There’s often confusion between a home inspection and a home appraisal.
While there are similarities, the two serve different functions, but both are useful and needed when you are considering buying or selling a home.
Simply put, a home appraisal is done to establish the value of a home. An inspection is done to determine the condition of the home.
If you are considering buying a home and will need financing to do it, or if you are trying to borrow against the value of the home, you need an appraisal. The person performing the appraisal is determining the fair market value of the home and is likely be hired by a financial institution. The appraiser is never connected to the buyer or seller.
The appraiser considers several factors, including the home’s location and condition. And the outcome of the appraisal may impact your ability to get the loan amount you are seeking.
A home inspection is not necessary for an appraisal. But it is considered a good idea and can ultimately save money in the appraisal process.
Unlike the appraiser, the home inspector is working for either the buyer or seller. The inspector is hired to determine if there are structural issues with the home that can impact the sale or asking price. The inspector will perform a detailed examination of the home to determine its condition and if there are any significant problems.

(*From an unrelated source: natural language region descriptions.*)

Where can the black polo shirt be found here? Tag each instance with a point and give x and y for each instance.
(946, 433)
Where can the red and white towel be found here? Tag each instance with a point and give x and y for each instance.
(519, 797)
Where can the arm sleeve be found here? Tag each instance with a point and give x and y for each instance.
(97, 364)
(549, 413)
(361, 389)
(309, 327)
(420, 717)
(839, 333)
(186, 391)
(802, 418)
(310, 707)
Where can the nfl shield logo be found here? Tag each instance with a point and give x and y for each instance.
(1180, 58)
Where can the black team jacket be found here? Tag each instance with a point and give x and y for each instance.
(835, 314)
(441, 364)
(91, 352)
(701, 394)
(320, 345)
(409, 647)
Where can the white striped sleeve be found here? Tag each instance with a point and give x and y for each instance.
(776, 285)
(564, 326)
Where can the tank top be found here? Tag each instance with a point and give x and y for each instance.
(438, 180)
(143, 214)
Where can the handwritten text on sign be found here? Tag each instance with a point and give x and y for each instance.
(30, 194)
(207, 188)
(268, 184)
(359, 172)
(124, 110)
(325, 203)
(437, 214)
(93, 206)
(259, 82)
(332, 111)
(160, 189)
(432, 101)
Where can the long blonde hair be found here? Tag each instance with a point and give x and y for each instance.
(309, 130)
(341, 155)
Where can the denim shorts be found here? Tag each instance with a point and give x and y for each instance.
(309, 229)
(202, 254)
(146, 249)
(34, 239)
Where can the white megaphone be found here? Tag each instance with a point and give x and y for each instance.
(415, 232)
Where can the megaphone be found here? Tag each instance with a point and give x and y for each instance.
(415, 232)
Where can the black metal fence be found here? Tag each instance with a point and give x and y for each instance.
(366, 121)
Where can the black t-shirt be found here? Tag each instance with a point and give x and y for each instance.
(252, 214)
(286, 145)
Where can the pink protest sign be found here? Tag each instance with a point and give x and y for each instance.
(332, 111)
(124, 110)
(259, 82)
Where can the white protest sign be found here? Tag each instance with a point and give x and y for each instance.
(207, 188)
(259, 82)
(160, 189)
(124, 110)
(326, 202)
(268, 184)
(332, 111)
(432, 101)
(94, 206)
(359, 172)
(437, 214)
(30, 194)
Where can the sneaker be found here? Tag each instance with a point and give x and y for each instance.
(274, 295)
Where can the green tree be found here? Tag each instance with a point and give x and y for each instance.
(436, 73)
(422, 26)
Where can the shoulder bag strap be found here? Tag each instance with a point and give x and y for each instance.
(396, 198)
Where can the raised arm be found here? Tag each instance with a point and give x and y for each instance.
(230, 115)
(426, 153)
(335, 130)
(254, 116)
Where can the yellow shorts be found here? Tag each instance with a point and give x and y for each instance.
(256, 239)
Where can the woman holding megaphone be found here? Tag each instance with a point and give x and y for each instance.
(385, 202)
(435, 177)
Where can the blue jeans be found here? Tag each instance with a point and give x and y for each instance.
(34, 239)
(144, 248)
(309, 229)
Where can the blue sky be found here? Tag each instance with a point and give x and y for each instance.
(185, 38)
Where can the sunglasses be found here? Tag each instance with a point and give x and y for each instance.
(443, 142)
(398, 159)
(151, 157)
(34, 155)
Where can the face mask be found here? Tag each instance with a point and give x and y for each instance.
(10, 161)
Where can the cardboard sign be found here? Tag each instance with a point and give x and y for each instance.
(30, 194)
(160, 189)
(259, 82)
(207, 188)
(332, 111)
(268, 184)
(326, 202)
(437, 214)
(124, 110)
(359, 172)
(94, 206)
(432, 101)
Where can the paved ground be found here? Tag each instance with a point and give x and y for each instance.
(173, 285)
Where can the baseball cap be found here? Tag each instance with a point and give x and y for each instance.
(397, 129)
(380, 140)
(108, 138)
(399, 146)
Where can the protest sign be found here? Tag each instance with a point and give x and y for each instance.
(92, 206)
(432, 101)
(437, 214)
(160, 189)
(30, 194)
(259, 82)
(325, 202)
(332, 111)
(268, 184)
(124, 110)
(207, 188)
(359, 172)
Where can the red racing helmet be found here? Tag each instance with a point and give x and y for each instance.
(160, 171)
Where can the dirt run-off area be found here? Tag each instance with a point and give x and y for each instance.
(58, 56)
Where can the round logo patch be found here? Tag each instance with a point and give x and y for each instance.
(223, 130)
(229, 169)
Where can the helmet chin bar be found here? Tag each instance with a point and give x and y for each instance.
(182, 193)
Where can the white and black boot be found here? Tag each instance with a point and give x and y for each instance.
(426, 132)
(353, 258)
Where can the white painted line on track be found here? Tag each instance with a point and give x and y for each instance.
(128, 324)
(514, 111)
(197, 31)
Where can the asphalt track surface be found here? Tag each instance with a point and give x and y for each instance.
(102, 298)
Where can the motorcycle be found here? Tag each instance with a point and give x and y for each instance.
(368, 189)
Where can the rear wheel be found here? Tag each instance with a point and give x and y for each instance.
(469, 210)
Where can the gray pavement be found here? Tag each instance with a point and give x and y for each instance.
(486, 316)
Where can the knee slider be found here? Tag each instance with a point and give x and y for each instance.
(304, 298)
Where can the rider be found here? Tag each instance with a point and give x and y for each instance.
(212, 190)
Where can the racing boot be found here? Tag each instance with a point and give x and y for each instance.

As we have written in many previous articles here, the home inspector will examine the structure, roof, attic, basement, electrical system, plumbing, exterior and other items. The inspector then provides the client (the buyer or seller) with a report of findings. The result of this report could impact the final sale price of the home.
While they serve different functions, appraisals and inspections have some things in common. The most significant of these similarities is that either one can uncover issues that can impact a sale. Another thing they have in common is that both serve to protect a buyer who is about to make a large-scale investment.
So, because a home purchase is such a significant transaction, it is wise to do both, especially if there is a mortgage involved.